Impurity-induced quantum phase transition in finite Heisenberg spin chains: Criteria for existence and stability

TL;DR

This paper investigates the existence and stability of quantum phase transitions in finite Heisenberg spin chains with impurities, identifying critical points via algebraic geometry and analyzing conditions for transition stability.

Contribution

It introduces a novel algebraic geometric framework to identify and analyze critical points in quantum systems, specifically applying it to impurity-induced phase transitions in finite spin chains.

Findings

Quantum phase transition exists with Z2 symmetry impurity.

Transition remains only in even-site chains when Z2 symmetry is broken.

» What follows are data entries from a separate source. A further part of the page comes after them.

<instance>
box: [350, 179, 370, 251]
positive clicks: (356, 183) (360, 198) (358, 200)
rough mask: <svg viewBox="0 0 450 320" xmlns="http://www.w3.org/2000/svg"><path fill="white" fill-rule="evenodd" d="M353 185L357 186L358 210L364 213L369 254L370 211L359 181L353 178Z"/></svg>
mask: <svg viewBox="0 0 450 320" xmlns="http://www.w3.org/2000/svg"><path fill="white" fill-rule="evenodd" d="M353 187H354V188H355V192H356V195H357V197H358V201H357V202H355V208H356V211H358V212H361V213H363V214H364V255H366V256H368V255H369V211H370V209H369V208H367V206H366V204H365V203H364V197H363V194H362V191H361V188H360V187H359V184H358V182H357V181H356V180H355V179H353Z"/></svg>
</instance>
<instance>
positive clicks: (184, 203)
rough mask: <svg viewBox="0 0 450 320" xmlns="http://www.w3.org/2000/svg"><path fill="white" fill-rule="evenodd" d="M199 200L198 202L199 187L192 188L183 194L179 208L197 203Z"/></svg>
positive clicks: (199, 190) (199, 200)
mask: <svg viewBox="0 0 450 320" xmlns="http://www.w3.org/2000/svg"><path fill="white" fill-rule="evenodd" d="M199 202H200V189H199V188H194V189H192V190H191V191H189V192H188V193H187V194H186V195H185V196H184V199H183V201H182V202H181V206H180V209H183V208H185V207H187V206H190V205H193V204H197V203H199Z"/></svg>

Analytical and numerical methods confirm the criteria for transition stability.

Abstract

A quantum phase transition may occur in a system at zero temperature when a controlling parameter is tuned towards a critical point. An important question is whether such a critical point exists in a particular system and how stable it is. Here, we identify the critical point of a quantum phase transition as a singular point in the affine algebraic variety of the characteristic equation for the Hamiltonian describing the system, with an unstable critical point being associated with an isolated singular point which has a finite Tjurina number. The theory is illustrated by studying a model system of zero-dimensional (finite) Heisenberg spin chain with an impurity, which exhibits a nontrivial first-order quantum phase transition. Both analytical and numerical calculations show that the quantum phase transition always exists when the impurity has a $Z_2$ symmetry but only remains in systems with an even number of spin sites when the $Z_2$ symmetry is broken.